O Fundo Monetário Internacional (FMI) avisou, esta quinta-feira, que não vai conceder um adiamento no pagamento da dívida da Grécia, que tem de devolver 747 milhões de euros no mês de maio.
 
Segundo a agência Reuters, a presidente do FMI, Christine Lagarde, afirmou que nunca uma economia avançada teve essa possibilidade, pelo que o Fundo não vai abrir um precedente para o Governo grego.
 
Lagarde disse, ainda, que um atraso na devolução do empréstimo não é benéfico para o país, dada a sua condição atual.
 
«Nunca tivemos uma economia avançada a pedir um adiamento para uma devolução», disse Lagarde aos jornalistas.
 
No entanto, o ministro-adjunto das Finanças da Grécia já afirmou que será pago o reembolso ao FMI previsto para maio, acrescentando que as negociações com os credores devem terminar em breve para ultrapassar a «asfixia» económica.

«Há uma negociação em curso e todos os dados indicam que podemos pagar a 12 de maio», disse Dimitris Mardas em conferência de imprensa.

A 9 de abril Atenas já reembolsou ao mesmo organismo 460 milhões de euros.

O jornal Financial Times tinha avançado que a Grécia pediu informalmente ao FMI um adiamento dos pagamentos face aos problemas de liquidez do país, mas o ministro disse que na sexta-feira Atenas «vai pagar 80 milhões ao FMI».

Dimitris Mardas reconheceu os problemas de liquidez, mas afirmou que até agora Atenas tem cumprido os seus pagamentos.

«Tendo em conta a liquidez que havia quando assumi o cargo, a 24 de fevereiro deveríamos ter ficado sem liquidez e sem capacidade de pagar a ninguém, mas desde então temos cumprido todas as obrigações do Estado», salientou.

O membro do governo referiu-se também às negociações em curso com os credores e à necessidade de serem concluídas em breve.

«É necessário um acordo em breve. É necessário para a economia real que está em estado de asfixia», afirmou, acrescentando que a Grécia tem facilitado os dados aos grupos técnicos que trabalham em Atenas.

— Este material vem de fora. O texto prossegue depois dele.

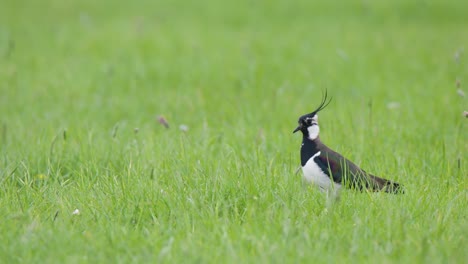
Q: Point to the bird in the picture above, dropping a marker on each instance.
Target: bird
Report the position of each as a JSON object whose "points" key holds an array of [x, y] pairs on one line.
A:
{"points": [[328, 169]]}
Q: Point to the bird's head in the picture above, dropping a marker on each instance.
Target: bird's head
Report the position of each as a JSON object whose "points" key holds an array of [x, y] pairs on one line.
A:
{"points": [[308, 123]]}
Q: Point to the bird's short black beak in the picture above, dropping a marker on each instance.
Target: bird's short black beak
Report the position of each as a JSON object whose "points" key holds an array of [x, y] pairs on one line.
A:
{"points": [[297, 129]]}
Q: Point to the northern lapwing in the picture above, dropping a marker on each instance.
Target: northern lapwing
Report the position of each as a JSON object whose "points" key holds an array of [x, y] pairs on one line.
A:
{"points": [[328, 169]]}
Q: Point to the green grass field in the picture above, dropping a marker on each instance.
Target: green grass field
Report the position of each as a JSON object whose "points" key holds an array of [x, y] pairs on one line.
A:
{"points": [[82, 84]]}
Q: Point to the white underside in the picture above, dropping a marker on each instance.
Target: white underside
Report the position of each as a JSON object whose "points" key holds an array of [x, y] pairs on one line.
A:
{"points": [[314, 174]]}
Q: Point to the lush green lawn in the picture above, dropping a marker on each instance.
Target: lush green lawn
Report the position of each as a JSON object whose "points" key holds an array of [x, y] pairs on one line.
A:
{"points": [[82, 85]]}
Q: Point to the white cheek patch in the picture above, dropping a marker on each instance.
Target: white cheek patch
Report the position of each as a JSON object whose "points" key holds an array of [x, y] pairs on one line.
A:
{"points": [[313, 131]]}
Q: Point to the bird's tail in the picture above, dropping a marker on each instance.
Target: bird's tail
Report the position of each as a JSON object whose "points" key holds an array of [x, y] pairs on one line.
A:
{"points": [[387, 186]]}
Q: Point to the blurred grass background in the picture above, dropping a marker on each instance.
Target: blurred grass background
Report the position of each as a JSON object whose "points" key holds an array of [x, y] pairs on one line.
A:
{"points": [[79, 78]]}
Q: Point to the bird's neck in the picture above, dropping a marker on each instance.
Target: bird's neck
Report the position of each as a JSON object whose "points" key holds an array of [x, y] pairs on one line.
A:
{"points": [[309, 148]]}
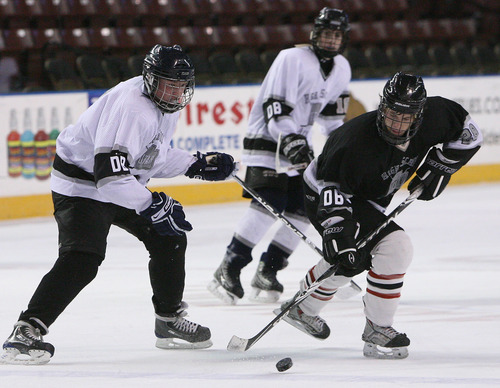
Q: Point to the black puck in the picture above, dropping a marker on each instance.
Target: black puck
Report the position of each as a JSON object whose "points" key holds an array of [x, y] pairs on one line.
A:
{"points": [[284, 364]]}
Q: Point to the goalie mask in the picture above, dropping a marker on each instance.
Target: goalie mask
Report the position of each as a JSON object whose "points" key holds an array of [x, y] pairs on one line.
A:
{"points": [[400, 111], [168, 75], [330, 33]]}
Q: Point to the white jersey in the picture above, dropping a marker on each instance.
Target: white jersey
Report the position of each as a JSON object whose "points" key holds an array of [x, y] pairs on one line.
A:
{"points": [[117, 145], [294, 95]]}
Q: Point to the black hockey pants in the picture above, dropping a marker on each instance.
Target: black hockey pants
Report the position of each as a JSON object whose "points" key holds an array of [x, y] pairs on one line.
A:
{"points": [[83, 229]]}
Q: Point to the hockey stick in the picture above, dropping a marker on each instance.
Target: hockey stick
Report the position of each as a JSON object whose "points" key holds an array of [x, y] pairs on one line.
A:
{"points": [[345, 292], [239, 344], [281, 170]]}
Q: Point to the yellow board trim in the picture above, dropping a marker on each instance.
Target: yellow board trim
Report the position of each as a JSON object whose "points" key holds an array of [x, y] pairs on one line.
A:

O ministro-adjunto das Finanças anunciou também uma série de medidas para reduzir as despesas de funcionamento de ministérios e organismos públicos, que poderão levar a uma poupança superior a 300 milhões de euros e que dizem respeito «a gastos em comunicação e publicidade dos ministérios».

«Vamos começar a alugar edifícios públicos não utilizados», apontou, anunciando também um projeto de lei para a redução da burocracia com o qual o governo espera economizar 177 milhões de euros.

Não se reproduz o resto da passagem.